L’ineluttabilità. La vita è così, ti travolge con immense gioie, ma anche con quelle che rientrano in ciò che viene comunemente definito come ineluttabilità.
E quando ti travolge con questa dannata ineluttabilità, sei dentro a un vortice di avrei potuto / dovuto. Ed è un casino. E’ un casino perché la maggior parte delle volte queste congetture di pensieri rimangono tali, perché non si ha più tempo, o semplicemente non è più il tempo per fare e recuperare ciò che ci si era promessi di fare, dire, compiere.
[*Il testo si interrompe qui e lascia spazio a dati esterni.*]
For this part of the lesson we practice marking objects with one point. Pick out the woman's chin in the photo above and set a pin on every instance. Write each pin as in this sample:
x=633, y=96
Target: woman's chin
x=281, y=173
Questa sera la casa è un po’ vuota: sarei dovuta essere a una cena di un cliente, anche per non sentire troppo la mancanza del mio gitano in montagna a sciare con un suo amico. Invece no, ho lasciato che questo “sarei dovuta” scivolasse nel dimenticatoio perché la mia testa rimbomba di eco di parole non dette e di gesti non fatti.
Ho bisogno di silenzio. Forse anche di un albero illuminato, ma quest’anno va così, mi accontento della mia stella luminosa. Ho bisogno di silenzio, ho bisogno di sentire le mie lacrime, perché un dolore così acuto erano anni che non lo sentivo. Perché ciò che ho visto questa sera, in quella fottuta camera di ospedale faticherò a dimenticarlo.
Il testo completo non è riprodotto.